Eso es lo único que tienes, seguir siendo siempre rara, o sentirte sola, o ser débil. Pero nunca ser como ellas. 




Para recordarse


Nadie es imprescindible. Y menos los que te consideran prescindible.


No te sientas mal por haber hecho lo que pudiste, aun no cumpliendo tus expectativas.


La razón la mantiene quien puede, no quien quiere.


Tener un perro en tu vida es lo más maravilloso del mundo. Achúchalo todo lo que puedas.


Ventila tu vida, que entre el aire, respira y no te asfixies.


Doler va a doler siempre, hay que asumirlo. Se aprende a vivir con eso.


Deja.de.compararte.


Cuídate mucho, al final del día únicamente te tienes a ti, a solas con todo tu universo.


Cuida de igual forma a las personas que te quieren, se han ido perdiendo varias por el camino, pero las que permanecen son oro.


Deja de mirar los pomos de las puertas. Hay vida más allá. 


Pero sigue mirando al cielo, a las nubes, las estrellas, porque ahí es donde te vas a reencontrar.


Las cosas más importantes se rompen sin emitir sonido. Nos pasa a todos. Escucha.


La luz que entra por la ventana a media tarde es terapéutica. Aprecia cada momento por lo que es.


Sigue escribiendo, no importa sobre qué ni si lo haces bien. Lo que se queda dentro se pudre.


Si empiezas un proyecto, acábalo. Demasiados frentes abiertos te saturan la cabeza. Productividad. Paso a paso.


Aprende a cuidar tu cuerpo, trabajas con él. Aprende a querer tu mente y aprende a saber llevarla, es más bonita de lo que te piensas.

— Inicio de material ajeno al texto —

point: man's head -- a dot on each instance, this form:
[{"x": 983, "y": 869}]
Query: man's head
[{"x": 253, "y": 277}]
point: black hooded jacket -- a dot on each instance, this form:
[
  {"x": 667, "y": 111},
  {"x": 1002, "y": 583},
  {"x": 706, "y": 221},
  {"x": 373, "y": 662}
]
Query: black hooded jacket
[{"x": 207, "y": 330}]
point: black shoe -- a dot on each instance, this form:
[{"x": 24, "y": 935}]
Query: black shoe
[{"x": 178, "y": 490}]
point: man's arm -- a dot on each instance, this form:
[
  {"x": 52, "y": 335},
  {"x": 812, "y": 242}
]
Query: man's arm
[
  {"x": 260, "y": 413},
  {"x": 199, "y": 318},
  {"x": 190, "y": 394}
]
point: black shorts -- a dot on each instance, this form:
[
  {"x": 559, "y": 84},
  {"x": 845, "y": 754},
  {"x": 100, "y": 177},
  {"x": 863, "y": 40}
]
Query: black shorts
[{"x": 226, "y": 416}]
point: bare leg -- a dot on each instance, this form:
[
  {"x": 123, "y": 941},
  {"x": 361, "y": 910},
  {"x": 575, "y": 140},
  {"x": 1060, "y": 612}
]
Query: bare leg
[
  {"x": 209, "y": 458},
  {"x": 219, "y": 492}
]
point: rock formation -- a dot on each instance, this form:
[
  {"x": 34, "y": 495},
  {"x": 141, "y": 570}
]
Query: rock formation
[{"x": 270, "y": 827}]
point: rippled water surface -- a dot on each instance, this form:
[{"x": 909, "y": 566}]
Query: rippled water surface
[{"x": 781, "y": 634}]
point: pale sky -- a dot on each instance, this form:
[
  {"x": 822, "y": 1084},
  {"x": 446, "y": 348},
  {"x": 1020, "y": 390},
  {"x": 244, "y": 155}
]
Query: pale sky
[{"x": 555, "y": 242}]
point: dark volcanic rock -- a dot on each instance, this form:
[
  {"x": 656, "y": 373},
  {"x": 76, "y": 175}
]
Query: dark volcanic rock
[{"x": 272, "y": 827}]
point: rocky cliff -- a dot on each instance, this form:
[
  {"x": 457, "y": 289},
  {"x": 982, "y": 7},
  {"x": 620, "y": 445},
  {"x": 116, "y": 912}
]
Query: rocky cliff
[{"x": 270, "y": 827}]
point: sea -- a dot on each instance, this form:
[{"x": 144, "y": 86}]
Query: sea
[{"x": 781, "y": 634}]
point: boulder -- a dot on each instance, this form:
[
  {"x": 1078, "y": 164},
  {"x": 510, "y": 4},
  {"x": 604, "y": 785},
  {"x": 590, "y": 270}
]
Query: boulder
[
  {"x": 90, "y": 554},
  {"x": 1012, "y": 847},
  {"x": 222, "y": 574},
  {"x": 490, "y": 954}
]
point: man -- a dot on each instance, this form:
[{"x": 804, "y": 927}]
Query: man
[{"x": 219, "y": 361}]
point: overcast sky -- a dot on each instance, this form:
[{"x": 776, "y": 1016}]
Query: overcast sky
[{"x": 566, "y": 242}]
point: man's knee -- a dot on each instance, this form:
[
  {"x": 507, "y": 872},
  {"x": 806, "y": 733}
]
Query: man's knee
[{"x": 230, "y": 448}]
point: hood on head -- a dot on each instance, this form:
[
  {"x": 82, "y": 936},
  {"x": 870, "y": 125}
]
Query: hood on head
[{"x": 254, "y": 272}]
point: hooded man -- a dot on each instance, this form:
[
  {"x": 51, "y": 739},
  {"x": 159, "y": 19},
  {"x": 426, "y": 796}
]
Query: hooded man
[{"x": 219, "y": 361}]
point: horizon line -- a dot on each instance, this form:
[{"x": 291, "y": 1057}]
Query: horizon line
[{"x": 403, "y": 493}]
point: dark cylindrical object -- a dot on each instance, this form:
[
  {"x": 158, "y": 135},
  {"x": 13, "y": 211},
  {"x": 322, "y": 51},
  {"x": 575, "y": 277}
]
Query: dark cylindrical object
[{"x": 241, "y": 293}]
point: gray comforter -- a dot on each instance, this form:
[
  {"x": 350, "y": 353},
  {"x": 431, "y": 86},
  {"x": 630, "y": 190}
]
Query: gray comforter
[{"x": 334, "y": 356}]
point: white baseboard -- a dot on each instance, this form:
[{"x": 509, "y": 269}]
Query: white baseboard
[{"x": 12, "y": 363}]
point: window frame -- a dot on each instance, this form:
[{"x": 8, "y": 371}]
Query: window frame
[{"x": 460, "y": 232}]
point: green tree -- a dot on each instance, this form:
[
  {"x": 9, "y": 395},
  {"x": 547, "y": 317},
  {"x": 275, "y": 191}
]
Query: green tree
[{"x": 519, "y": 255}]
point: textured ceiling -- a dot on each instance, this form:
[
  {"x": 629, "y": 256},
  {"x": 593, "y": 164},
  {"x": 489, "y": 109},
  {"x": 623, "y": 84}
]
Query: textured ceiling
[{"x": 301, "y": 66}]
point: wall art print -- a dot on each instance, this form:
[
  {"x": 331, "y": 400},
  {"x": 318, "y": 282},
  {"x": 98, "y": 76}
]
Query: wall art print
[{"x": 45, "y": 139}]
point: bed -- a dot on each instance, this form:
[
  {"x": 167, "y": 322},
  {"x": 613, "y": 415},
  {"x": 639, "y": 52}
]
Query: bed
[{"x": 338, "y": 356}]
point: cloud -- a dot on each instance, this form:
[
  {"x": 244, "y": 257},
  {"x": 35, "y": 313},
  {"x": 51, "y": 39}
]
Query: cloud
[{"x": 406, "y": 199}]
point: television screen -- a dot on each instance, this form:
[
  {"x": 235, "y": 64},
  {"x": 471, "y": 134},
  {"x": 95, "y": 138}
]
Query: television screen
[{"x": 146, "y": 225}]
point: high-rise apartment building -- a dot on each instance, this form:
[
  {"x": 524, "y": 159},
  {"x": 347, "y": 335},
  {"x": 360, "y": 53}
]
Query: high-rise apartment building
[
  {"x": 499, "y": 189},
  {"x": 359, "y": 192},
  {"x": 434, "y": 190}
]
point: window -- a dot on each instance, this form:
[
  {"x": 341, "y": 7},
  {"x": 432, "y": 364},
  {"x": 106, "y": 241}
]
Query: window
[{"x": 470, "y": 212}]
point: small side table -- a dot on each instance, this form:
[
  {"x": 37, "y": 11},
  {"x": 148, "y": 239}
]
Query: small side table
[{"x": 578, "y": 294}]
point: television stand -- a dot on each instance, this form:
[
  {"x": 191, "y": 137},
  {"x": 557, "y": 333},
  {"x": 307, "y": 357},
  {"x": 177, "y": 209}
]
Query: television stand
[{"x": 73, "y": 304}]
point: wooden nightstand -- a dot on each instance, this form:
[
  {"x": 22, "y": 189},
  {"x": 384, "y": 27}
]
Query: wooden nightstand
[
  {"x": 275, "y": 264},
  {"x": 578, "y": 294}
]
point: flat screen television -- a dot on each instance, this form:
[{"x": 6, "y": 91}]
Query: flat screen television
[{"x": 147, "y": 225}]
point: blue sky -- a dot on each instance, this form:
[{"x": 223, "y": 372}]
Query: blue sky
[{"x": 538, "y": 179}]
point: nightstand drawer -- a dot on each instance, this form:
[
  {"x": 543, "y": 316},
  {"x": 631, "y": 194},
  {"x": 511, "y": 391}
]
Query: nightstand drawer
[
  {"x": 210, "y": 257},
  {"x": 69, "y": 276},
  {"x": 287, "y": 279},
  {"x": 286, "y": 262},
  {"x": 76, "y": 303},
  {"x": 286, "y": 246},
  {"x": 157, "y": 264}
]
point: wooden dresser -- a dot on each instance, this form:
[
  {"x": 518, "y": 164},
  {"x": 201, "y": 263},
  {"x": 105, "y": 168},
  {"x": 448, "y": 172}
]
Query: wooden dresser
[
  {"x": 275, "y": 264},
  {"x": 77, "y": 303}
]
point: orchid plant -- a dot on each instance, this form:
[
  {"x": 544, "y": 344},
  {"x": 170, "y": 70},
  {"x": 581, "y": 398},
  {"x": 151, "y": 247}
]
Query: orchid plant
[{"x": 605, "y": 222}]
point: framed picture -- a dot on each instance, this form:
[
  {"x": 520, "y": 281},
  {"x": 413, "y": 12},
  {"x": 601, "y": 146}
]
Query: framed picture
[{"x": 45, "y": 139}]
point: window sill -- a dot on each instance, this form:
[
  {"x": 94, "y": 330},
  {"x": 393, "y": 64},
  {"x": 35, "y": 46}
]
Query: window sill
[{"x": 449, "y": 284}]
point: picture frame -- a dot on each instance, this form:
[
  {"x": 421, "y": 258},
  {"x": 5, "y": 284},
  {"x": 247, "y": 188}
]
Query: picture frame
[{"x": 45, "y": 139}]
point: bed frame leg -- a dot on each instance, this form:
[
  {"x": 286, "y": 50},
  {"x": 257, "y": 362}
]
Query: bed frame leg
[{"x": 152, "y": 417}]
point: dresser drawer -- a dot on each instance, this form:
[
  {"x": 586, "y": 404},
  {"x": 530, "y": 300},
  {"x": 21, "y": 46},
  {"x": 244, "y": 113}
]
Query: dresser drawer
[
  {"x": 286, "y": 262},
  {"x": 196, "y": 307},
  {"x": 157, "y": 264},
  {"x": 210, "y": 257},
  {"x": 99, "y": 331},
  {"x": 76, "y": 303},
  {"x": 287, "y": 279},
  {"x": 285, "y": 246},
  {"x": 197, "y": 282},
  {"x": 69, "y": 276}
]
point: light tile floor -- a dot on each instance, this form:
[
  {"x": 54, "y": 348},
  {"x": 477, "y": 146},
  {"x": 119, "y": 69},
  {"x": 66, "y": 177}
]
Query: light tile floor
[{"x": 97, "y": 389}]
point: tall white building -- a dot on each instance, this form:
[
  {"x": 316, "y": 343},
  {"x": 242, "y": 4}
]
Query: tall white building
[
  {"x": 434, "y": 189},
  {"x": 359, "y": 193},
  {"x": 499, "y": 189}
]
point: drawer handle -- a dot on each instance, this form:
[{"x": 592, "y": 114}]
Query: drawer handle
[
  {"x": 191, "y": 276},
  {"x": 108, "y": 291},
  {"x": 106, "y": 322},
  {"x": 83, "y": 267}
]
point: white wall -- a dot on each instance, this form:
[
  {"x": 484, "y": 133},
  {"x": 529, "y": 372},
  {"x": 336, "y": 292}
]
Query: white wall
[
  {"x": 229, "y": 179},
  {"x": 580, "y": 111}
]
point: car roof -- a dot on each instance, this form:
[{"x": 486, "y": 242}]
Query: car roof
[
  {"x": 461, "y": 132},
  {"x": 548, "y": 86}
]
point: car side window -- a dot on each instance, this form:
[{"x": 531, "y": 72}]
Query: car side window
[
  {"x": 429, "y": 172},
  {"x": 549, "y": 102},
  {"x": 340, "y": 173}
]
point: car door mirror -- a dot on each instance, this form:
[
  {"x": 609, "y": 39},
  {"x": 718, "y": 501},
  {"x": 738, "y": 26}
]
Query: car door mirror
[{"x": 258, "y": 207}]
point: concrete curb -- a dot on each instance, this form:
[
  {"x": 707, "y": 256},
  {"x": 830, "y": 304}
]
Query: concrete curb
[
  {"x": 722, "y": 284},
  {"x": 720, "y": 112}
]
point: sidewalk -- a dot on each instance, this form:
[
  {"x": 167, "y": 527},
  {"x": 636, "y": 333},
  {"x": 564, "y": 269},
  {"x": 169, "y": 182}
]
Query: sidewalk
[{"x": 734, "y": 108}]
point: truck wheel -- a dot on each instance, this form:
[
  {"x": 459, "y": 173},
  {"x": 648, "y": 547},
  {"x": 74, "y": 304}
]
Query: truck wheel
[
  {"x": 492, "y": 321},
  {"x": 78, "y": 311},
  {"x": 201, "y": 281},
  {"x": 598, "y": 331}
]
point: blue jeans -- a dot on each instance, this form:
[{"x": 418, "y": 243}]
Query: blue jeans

Vuelve a aquello que te ha hecho feliz. Lo más simple suele estar delante de tus narices. 


Lo que te dices a ti misma mueve tu mundo. No hay que castigarse tanto.


No vuelvas a dar consejos hasta que interiorices algo de esta lista. Hay mucho dementor suelto.


Nacer. Música. Morir.


La motivación intrínseca, recupérala.


… 


Hablamos del abismo pero, ¿cuántos caben dentro de uno mismo? Todos tienen nombre propio y pasamos el tiempo descifrándolos y evitándolos sin motivo, pues saben de igual forma el nuestro. Si todos tenemos un abismo anclado, ¿cómo es que cuesta tanto hablar de él? ¿Es menos pesado si compartimos su carga? ¿Se funden, si los juntas, en uno más grande y pesado? ¿Acaso hay que evitar siempre estar al borde de la nada? ¿No hay también pájaros que rompen a volar sin saber si caerán? Sin ser conscientes de que hay una espesura que les arrastra, cierta gravedad. ¿Será también necesario conocer el abrazo del abismo para encendernos, proyectarnos o ser, al fin y al cabo, algo más? Entonces pasa irremediablemente el tiempo y saltamos de uno a otro, los coleccionamos, pero, ¿qué es lo que se va quedando por el camino? No somos los mismos de siempre. No deberíamos. Todo es inestable, frágil. Todo es cambio. Me hablas de tu carga, me alivias con la mía, y viceversa. Así es la danza de este siglo. Conversar sobre una inmensidad desconocida, elucubrar sobre las razones por las que estamos tan resquebrajados y nos hallamos donde estamos. Aquí vinimos solos pero siempre nos terminamos encontrando y, en algún plano, creo que lo logramos entender. Y así, sin más, sin gustarnos del todo las respuestas, también nos separamos. Cada uno con lo suyo. Con su penumbra en la pupila, de regreso a lo ordinario donde ya no nos cruzamos. Y, si hay abismo, no lo mencionamos aun siendo éste necesario, a pesar de ser algo cotidiano. Entonces pasará, recordaremos que nos sonreímos, que dijimos menos de lo que debimos, que negamos las heridas, obviamos las preguntas, la inquietud latente y así comienza el círculo otra vez. ¿Hasta dónde dejaremos que nos vean? ¿Cuántos tipos de abismo hemos cultivado? ¿Cuántos abismos hay entre nosotros que nos impiden mirarnos a los ojos? ¿Seremos abismos para otros?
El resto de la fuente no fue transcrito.